K230 AI in Action - HHB Neural Network Model Deployment Tool#

Copyright 2023 Canaan Inc. ©
Disclaimer#
The products, services or features you purchase should be subject to Canaan Inc. (“Company”, hereinafter referred to as “Company”) and its affiliates are bound by the commercial contracts and terms and conditions of all or part of the products, services or features described in this document may not be covered by your purchase or use. Unless otherwise agreed in the contract, the Company does not provide any express or implied representations or warranties as to the correctness, reliability, completeness, merchantability, fitness for a particular purpose and non-infringement of any statements, information, or content in this document. Unless otherwise agreed, this document is intended as a guide for use only.
Due to product version upgrades or other reasons, the content of this document may be updated or modified from time to time without any notice.
Trademark Notice#
, “Canaan” and other Canaan trademarks are trademarks of Canaan Inc. and its affiliates. All other trademarks or registered trademarks that may be mentioned in this document are owned by their respective owners.

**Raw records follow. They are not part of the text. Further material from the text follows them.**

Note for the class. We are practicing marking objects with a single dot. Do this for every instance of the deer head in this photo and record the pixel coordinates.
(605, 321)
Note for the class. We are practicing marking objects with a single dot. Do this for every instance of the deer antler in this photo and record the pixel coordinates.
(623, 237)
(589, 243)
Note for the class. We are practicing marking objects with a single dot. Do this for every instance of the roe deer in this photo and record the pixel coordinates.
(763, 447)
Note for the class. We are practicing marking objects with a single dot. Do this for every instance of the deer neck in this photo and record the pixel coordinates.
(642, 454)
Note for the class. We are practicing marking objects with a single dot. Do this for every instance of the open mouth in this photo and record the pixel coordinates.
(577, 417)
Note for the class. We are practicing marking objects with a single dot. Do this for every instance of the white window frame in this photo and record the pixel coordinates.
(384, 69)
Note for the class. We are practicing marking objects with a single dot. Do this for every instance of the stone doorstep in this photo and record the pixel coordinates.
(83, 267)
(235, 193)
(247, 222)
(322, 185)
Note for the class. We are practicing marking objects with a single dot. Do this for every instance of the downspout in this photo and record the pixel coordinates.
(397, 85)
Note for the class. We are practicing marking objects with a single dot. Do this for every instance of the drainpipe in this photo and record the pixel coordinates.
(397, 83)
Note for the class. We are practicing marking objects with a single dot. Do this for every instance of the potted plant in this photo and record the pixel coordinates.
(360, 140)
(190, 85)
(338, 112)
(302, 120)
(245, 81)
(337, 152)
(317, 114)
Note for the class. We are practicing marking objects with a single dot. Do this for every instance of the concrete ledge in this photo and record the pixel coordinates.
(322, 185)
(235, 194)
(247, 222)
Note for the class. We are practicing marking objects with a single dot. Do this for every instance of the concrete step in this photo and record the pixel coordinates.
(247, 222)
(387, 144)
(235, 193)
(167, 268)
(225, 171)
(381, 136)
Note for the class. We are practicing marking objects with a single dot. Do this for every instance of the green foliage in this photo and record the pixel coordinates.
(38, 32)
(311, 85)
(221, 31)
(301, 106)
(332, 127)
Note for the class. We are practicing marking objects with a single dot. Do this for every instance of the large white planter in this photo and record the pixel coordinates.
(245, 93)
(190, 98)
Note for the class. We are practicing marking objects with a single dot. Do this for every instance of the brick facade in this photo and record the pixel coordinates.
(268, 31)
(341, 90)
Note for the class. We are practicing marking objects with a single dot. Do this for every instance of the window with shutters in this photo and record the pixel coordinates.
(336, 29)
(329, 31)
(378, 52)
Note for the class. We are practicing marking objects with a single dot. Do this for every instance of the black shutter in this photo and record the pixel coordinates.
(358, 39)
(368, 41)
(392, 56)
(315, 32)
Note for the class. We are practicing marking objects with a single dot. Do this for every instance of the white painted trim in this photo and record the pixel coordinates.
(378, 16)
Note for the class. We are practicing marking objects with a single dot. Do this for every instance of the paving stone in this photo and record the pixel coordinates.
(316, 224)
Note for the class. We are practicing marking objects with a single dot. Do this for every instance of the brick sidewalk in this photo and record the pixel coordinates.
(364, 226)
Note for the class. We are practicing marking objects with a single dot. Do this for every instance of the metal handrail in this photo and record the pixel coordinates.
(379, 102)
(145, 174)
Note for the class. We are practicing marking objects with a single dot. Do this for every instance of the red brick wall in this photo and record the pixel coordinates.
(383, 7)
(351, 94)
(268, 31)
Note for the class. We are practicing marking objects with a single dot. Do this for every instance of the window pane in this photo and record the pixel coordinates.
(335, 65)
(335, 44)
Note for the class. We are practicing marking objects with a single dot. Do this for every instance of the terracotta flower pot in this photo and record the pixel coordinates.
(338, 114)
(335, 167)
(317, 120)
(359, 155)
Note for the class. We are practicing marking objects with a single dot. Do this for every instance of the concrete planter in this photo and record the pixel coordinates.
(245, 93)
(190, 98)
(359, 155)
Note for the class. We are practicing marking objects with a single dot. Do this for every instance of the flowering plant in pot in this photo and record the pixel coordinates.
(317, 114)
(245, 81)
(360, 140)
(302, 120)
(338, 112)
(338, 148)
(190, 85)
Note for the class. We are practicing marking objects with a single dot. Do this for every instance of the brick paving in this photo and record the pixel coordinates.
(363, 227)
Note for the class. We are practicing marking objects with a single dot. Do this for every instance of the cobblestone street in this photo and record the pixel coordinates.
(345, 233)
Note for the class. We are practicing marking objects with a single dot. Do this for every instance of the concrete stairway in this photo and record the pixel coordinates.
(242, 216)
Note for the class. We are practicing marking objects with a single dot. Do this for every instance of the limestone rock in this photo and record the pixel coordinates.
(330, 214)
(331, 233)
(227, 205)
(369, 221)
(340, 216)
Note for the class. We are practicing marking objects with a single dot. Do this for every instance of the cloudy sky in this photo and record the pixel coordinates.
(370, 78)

Copyright 2023 Canaan Inc.. © All Rights Reserved. Without the written permission of the company, no unit or individual may extract or copy part or all of the content of this document without authorization, and shall not disseminate it in any form.
Directory#
[TOC]
preface#
Briefly#
This document is the instruction document for the use of HHB on the k230 hardware platform, which guides users on how to compile the model on HHB to generate c code, and how to use the k230 cross-compilation toolchain to compile the program and run on the board.
Reader object#
This document (this guide) is intended primarily for:
Software Development Engineer
Definition of acronyms#
abbreviation |
description |
|---|---|
HHB |
Heterogeneous Honey Badger |
SHL |
Structure of Heterogeneous Library |
Revision history#
Document version number |
Modify the description |
Author |
date |
|---|---|---|---|
V1.0 |
First version of the document |
Yang Zhang |
2023/6/25 |
1. Overview#
To deploy and run the HHB program on k230 RTT, the following steps are required
Based on the HHB development environment, compile the model to generate C code
Compile C code using the K230 RTT cross-compilation toolchain
Run the executable program on the board
1.1 HHB#
HHB (Heterogeneous Honey Badger) is a set of neural network model deployment toolsets provided by T-Head for the Xuan Tie chip platform. It includes a series of tools required for deployment, such as compilation optimization, performance analysis, process debugging, and result simulation.
Functions and features of HHB:
Supports models in the corresponding formats of Caffe, TensorFlow, ONNX and TFLite
Data types such as 8/16-bit fixed-point and 16/32-bit floating-point are supported
Supports symmetric and asymmetric fixed-point quantization, and supports channel quantization
You can optimize the network structure of the model before deployment
Compile and generate binaries that can be executed on Wujian SoC platforms
Supports behavior simulation on the host
The multi-component toolset facilitates secondary development
Both the traditional Unix command line and Python interfaces are provided
HHB already supports many different business algorithms for speech and vision, and can import models from different training frameworks such as PyTorch and TensorFlow.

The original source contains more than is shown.